With the amount I talk about feelings and the importance of “using your heart” or “paying attention to your gut” I tend not to think about the bodily language we use to describe feelings. But feelings are just that, physical feelings occurring somewhere in our bodies. When I was doing CPE, my supervisor often asked me, if I expressed a feeling, to point out on my body where the feeling was. Let’s explore two such places: the heart and the gut.
When discussing feelings or the depth of a person we say things like, “Do it with all your heart” or “Speak from the heart.” The word heart is related to the Latin word cor. The heart is the centre, the core (“Let’s get to the heart of the matter.”). Oftentimes the heart and the soul are interchangeable. When I look into my heart or see into yours I am looking into the depths of the soul. This is no surprise given that blood is life-giving and the heart is what sends it throughout the body. Many religious traditions see blood in special ways. In the Jewish tradition blood is seen as the substance that contains the life of an animal, which is why Jews cannot consume animal blood. In the Catholic/Christian tradition it is believed that the wine at Mass becomes the Blood of Jesus Christ. The Sacred Heart of Jesus is a popular devotion as Christians see the physical heart of Jesus as a sacred life-giving centre from which his love comes. Among some German tribes blood was used in ritual and sprinkled on objects. The Old English word for this sprinkling, blóedsian, was adopted by the Catholic Church and became bless or blessing.
So the heart is the life-centre of us. We see it as the source of our love (“I love you with all my heart.” “I ♥ you.”). When we feel emotions it can sometimes feel like it comes from the heart. The heart is seen as our true selves (“He’s kind at heart.”). We pour our hearts out when we allow that inner true self to be revealed.
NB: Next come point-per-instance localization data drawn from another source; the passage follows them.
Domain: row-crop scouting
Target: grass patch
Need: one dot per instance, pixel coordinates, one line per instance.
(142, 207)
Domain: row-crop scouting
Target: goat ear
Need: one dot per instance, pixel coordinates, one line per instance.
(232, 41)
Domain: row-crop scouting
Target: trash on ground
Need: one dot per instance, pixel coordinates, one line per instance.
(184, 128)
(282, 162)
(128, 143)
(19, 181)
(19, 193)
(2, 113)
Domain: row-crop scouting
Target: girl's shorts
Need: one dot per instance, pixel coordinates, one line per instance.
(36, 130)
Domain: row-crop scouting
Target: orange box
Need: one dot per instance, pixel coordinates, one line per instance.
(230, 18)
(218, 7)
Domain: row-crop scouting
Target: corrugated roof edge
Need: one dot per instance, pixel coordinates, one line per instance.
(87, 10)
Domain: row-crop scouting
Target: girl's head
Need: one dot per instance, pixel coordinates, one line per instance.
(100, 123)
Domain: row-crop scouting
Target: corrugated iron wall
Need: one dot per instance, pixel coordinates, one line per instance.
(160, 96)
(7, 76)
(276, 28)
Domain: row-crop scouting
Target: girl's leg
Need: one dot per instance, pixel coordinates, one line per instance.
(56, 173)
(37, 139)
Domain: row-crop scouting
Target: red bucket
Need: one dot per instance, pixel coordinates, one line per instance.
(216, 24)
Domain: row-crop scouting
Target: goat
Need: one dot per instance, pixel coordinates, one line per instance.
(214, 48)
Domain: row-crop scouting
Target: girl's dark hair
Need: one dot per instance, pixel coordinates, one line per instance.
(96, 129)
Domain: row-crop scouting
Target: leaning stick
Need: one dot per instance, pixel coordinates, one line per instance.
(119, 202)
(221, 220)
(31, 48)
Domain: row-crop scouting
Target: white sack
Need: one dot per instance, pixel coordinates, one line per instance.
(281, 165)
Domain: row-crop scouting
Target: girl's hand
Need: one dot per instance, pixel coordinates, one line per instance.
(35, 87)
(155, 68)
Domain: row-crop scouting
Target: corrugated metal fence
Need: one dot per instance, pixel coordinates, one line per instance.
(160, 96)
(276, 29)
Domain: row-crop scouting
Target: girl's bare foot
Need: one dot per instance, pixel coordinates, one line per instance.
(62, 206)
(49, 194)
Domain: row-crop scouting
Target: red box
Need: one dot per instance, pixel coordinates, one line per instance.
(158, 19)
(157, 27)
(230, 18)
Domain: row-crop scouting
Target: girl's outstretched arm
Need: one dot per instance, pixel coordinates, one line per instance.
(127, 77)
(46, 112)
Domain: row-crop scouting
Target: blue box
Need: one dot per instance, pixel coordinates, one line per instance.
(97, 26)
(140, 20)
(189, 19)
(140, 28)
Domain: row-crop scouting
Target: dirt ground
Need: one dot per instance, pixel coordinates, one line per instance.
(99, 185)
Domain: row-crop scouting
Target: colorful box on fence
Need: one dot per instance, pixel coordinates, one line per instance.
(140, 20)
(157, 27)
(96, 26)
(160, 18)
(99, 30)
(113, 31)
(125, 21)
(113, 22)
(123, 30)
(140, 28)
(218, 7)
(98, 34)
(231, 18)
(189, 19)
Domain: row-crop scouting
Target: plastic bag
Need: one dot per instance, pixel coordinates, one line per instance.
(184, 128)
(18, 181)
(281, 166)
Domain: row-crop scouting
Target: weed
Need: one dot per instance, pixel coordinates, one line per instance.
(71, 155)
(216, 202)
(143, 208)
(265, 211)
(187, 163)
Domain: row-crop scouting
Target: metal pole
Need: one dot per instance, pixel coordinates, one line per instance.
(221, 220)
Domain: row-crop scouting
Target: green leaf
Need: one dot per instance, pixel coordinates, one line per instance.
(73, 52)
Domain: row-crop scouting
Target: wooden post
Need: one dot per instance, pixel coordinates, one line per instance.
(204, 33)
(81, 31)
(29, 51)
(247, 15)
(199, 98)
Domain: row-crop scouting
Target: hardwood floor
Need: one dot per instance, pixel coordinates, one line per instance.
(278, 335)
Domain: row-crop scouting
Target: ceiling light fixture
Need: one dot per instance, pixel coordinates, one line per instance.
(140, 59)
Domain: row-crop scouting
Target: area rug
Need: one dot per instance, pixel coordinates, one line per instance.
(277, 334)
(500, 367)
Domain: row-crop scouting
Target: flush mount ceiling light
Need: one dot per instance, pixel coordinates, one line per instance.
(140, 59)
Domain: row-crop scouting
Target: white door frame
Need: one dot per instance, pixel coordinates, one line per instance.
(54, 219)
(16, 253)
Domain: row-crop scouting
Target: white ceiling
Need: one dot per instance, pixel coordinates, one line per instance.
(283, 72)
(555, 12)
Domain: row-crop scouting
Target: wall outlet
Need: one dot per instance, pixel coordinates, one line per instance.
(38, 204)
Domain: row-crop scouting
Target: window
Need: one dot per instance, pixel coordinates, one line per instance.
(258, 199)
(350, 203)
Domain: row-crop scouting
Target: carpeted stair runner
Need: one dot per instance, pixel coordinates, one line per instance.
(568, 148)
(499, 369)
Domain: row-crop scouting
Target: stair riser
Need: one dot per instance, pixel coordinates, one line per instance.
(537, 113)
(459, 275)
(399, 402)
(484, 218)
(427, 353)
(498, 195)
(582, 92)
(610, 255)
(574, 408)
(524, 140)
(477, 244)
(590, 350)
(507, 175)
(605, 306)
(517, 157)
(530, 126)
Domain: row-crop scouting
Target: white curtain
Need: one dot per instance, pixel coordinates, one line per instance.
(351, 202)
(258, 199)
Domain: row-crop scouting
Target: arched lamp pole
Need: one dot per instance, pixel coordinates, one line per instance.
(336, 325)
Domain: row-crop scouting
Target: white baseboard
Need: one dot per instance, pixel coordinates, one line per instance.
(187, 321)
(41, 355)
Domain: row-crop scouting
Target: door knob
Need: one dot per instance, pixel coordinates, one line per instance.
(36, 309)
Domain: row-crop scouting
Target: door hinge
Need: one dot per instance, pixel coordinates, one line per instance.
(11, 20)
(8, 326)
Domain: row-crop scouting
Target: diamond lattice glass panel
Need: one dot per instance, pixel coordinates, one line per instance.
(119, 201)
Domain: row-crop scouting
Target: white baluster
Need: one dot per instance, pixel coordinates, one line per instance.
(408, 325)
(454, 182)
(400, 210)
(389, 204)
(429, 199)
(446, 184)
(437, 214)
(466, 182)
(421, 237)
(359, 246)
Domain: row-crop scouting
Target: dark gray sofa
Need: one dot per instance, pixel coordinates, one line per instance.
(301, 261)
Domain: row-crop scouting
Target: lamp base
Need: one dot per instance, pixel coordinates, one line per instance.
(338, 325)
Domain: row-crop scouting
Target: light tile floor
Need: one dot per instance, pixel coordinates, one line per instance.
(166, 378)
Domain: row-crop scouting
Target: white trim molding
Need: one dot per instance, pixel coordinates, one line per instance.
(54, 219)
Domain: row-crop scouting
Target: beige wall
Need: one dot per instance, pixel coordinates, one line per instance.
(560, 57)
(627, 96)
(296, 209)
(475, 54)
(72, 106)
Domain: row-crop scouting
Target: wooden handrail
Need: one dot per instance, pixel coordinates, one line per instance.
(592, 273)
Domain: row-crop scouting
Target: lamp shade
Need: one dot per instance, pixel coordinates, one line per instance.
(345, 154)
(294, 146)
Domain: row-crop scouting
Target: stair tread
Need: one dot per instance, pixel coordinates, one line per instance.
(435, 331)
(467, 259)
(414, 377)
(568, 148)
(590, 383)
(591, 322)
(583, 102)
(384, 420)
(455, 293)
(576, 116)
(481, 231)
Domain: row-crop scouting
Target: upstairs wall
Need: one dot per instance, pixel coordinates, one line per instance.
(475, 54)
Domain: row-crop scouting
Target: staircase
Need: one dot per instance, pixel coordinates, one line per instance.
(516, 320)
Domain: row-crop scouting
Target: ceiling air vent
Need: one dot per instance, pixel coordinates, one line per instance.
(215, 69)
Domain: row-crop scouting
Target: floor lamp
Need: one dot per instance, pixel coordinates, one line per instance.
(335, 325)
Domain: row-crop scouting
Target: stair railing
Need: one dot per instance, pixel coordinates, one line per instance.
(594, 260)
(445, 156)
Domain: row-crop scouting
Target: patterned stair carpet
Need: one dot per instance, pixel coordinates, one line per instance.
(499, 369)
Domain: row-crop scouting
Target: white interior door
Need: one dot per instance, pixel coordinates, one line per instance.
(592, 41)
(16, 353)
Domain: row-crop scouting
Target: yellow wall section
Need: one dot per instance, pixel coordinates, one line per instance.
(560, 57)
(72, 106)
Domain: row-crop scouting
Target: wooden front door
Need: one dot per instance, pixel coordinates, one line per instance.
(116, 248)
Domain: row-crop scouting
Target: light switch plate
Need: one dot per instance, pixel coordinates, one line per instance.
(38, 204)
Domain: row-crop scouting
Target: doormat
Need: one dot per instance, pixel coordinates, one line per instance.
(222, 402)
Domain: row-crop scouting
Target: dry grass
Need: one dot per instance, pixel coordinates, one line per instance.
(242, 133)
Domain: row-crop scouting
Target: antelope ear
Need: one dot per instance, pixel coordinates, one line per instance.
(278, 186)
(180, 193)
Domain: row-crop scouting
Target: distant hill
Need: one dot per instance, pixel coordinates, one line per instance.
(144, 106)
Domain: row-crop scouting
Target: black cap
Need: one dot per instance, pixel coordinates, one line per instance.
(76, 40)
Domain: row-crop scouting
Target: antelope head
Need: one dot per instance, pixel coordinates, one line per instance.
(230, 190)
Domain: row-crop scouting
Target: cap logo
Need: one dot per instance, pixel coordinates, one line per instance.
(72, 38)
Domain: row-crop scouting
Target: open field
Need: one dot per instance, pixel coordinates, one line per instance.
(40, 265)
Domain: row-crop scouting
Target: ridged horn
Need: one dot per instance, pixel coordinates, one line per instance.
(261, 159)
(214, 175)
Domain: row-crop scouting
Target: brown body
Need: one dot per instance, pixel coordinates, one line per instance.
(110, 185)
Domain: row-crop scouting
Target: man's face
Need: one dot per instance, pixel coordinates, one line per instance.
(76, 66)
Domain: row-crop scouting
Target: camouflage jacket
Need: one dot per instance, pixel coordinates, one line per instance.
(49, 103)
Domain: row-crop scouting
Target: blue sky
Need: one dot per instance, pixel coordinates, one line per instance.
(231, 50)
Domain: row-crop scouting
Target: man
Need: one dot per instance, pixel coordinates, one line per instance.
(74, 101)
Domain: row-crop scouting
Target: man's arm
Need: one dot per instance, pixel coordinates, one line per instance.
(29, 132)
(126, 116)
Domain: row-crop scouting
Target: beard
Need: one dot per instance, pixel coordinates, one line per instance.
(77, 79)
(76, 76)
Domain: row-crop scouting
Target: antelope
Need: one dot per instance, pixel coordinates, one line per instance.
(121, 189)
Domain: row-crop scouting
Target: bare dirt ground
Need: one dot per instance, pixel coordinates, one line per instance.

We do something with all our heart when we do it fully, with our whole selves, intentionally. When we take something to heart we take it very seriously; one could imagine storing it in our depths into our core. What about your heart of hearts? That’s like speaking about the soul of your soul, deep deep within.
It literally means your intestines: bowels, entrails. When one asks you what your gut says, they’re asking you for your instinctive reaction. This is quite different from the heart which seems more discerning and less bodily. The gut is the raw innards. There’s no holding back the truth that comes from the gut, almost as if we’re not in control of what it has to say. The reasoning mind doesn’t get in the way and the discerning heart doesn’t either. Saint Ignatius might tell you to pay attention to your gut feelings and those immediate reactions that come from there. It might reveal some truth that reasoning could never get you to.
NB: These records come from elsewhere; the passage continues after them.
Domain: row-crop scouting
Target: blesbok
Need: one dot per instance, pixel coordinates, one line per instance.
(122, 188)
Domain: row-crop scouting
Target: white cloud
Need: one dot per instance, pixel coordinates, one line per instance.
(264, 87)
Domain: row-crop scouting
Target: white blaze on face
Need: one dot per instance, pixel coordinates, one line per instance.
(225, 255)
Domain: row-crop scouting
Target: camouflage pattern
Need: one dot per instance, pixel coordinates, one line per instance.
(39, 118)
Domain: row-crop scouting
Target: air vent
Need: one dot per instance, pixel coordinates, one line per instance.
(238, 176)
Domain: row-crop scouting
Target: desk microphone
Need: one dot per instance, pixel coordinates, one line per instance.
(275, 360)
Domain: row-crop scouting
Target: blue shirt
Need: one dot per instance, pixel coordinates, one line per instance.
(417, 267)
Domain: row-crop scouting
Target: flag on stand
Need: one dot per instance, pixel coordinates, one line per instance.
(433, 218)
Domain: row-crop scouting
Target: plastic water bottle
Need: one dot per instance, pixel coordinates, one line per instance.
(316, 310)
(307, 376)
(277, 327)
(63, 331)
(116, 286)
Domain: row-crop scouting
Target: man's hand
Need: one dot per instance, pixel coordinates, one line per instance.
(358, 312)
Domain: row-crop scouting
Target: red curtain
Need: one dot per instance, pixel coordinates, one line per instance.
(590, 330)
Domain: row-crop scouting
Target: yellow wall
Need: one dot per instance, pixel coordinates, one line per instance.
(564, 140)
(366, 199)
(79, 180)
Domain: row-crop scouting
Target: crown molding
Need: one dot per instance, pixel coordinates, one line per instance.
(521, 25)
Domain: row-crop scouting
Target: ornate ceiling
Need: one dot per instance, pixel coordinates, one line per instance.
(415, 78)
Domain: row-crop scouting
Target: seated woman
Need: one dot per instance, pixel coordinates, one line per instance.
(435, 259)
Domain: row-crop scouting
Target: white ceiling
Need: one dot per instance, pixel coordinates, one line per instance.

The ancients saw the bowel as the seat of human emotion:
“Greek poets, from Aeschylus down, regarded the bowels as the seat of the more violent passions such as anger and love, but by the Hebrews they were seen as the seat of tender affections, especially kindness, benevolence, and compassion.”
Some early English bibles used the word bowels to mean pity or compassion. Later it was retranslated as heart. So the heart and gut have some relation. They’re both internal organs associated with feelings and human depth.
Feelings are physical. When we are “moved” by something those physical feelings manifest in our organs such as our heart or gut. We really feel them. Those organs might actually experience some sort of physical movement. In a sense, we have a bowel movement. (!) Well, that’s probably what the ancients would say.
God has given us not just the gift of our souls but also our physical bodies to be used for God’s glory. And we must be attuned to our body’s feelings and what each organ represents if we want to pay attention to yet another way God communicates with us. After a loved one dies when our heart is in our throat we recognise our love for them and the grieving that must be had. When my gut tenses up and tingles I may be nervous and excited about a love interest. It’s almost as if our heart and our gut have their own personalities. How often do you look down at your heart and gut and ask them what they have to say? It might be important.